I'd like to tighten up relationships in some areas and thought adding custom NER labels to the model would help, but my results before and after show no improvements, even though I've been able to create a test set of custom entities.

Now I'm wondering, was my theory completely wrong, or could I simply be missing something in my pipeline?

If I was wrong, what's the best approach to improve results? Seems like some sort of custom labeling should help.

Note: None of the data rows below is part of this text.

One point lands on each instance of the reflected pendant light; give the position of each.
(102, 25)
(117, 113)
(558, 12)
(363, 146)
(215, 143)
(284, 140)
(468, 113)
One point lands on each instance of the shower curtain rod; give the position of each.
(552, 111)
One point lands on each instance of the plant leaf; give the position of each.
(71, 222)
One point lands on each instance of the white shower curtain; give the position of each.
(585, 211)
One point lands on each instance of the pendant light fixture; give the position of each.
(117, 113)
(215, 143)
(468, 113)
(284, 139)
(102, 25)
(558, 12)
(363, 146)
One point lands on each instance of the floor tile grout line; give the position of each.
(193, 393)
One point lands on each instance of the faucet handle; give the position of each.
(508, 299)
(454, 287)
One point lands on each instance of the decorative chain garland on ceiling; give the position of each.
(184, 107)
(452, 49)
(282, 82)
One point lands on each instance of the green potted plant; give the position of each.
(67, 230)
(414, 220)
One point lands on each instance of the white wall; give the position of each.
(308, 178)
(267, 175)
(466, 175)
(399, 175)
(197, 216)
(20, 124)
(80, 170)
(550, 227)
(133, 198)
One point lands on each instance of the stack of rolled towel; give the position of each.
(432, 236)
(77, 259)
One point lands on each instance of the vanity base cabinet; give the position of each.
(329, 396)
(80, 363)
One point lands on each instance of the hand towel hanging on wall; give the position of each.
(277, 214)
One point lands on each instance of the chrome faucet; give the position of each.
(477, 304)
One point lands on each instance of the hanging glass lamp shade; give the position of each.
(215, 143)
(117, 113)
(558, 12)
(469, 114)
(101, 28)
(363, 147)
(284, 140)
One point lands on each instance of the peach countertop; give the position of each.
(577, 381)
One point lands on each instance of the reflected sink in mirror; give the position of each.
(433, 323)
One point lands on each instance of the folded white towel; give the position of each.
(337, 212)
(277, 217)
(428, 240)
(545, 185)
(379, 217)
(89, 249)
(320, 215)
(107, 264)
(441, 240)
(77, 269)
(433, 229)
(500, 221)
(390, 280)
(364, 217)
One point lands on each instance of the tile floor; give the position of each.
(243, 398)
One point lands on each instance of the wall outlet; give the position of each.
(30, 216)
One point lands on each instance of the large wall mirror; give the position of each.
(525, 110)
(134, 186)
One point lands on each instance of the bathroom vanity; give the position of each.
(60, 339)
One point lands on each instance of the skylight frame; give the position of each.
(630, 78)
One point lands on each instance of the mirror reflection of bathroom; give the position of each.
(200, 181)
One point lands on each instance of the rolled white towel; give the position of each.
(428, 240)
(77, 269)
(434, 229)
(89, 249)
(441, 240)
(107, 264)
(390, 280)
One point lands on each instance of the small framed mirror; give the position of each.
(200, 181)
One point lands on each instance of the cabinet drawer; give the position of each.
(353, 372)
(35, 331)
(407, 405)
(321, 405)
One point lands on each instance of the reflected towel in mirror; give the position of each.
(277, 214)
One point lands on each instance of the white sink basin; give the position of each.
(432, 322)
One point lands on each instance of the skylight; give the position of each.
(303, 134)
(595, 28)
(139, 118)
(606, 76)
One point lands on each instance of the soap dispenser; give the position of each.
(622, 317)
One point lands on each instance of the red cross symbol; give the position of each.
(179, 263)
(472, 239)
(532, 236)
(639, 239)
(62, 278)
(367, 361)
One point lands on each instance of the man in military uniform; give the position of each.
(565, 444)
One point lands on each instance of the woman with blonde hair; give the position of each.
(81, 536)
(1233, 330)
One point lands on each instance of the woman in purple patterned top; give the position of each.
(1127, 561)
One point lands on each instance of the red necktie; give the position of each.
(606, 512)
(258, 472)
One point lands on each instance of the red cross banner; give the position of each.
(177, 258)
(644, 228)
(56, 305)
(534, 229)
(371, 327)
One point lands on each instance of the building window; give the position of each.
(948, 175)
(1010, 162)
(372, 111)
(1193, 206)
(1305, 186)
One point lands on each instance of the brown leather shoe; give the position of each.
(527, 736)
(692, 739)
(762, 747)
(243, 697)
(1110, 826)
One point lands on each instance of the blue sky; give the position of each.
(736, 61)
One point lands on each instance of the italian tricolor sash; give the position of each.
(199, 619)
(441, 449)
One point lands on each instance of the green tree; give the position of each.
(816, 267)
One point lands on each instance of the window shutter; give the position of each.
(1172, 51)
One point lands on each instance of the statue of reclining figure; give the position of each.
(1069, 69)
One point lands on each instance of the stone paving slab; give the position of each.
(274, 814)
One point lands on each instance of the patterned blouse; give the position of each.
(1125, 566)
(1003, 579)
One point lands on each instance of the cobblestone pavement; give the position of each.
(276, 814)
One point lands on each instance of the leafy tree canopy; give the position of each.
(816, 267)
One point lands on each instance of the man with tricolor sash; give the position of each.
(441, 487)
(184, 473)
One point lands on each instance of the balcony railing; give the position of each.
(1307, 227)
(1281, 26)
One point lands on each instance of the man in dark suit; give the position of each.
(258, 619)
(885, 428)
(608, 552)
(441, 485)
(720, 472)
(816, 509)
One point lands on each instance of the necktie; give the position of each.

Here's an example of what I've tested so far:

import spacy
from spacy.pipeline import EntityRuler
from spacy.tokens import Doc
from spacy.gold import GoldParse

nlp = spacy.load("en_core_web_lg")

docA = nlp("Add fractions with like denominators.")
docB = nlp("What does one-third plus one-third equal?")

sim_before = docA.similarity(docB)
print(sim_before)

0.5949629181460099

^^ Not too shabby, but I'd like to see results closer to 0.85 in this example.
So, I use EntityRuler and add some patterns to try and tighten up the relationships:

ruler = EntityRuler(nlp)
patterns = [
    {"label": "ADDITION", "pattern": "Add"},
    {"label": "ADDITION", "pattern": "plus"},
    {"label": "FRACTION", "pattern": "one-third"},
    {"label": "FRACTION", "pattern": "fractions"},
    {"label": "FRACTION", "pattern": "denominators"},

]
ruler.add_patterns(patterns)
nlp.add_pipe(ruler, before='ner')
print(nlp.pipe_names)

['tagger', 'parser', 'entity_ruler', 'ner']

Adding GoldParse seems to be important, so I added the following and updated NER:

doc1 = Doc(nlp.vocab, [u'What', u'does', u'one-third', u'plus', u'one-third', u'equal'])
gold1 = GoldParse(doc1, [u'0', u'0', u'U-FRACTION', u'U-ADDITION', u'U-FRACTION', u'O'])

doc2 = Doc(nlp.vocab, [u'Add', u'fractions', u'with', u'like', u'denominators'])
gold2 = GoldParse(doc2, [u'U-ADDITION', u'U-FRACTION', u'O', u'O', u'U-FRACTION'])

ner = nlp.get_pipe("ner")
losses = {}
optimizer = nlp.begin_training()
ner.update([doc1, doc2], [gold1, gold2], losses=losses, sgd=optimizer)

{'ner': 0.0}

You can see my custom entities are working, but the test results show zero improvement:

test1 = nlp("Add fractions with like denominators.")
test2 = nlp("What does one-third plus one-third equal?")

print([(ent.text, ent.label_) for ent in test1.ents])
print([(ent.text, ent.label_) for ent in test2.ents])

sim = test1.similarity(test2)
print(sim)

[('Add', 'ADDITION'), ('fractions', 'FRACTION'), ('denominators', 'FRACTION')]
[('one-third', 'FRACTION'), ('plus', 'ADDITION'), ('one-third', 'FRACTION')]
0.5949629181460099

Any tips would be greatly appreciated!


Solution

  • I found my solution was nestled in this tutorial: Text Classification in Python Using spaCy, which generates a BoW matrix for spaCy's text data by using SciKit-Learn's CountVectorizer.

    I avoided sentiment analysis tutorials, due to binary classification, since I need support for multiple categories. The trick was to set multi_class='auto' on the LogisticRegression linear model, and to use average='micro' on the precision score and precision recall, so all my text data, like entities, were leveraged:

    classifier = LogisticRegression(solver='lbfgs', multi_class='auto')
    

    and...

    print("Logistic Regression Accuracy:",metrics.accuracy_score(y_test, predicted))
    print("Logistic Regression Precision:",metrics.precision_score(y_test, predicted,average='micro'))
    print("Logistic Regression Recall:",metrics.recall_score(y_test, predicted,average='micro'))
    

    Hope this helps save someone some time!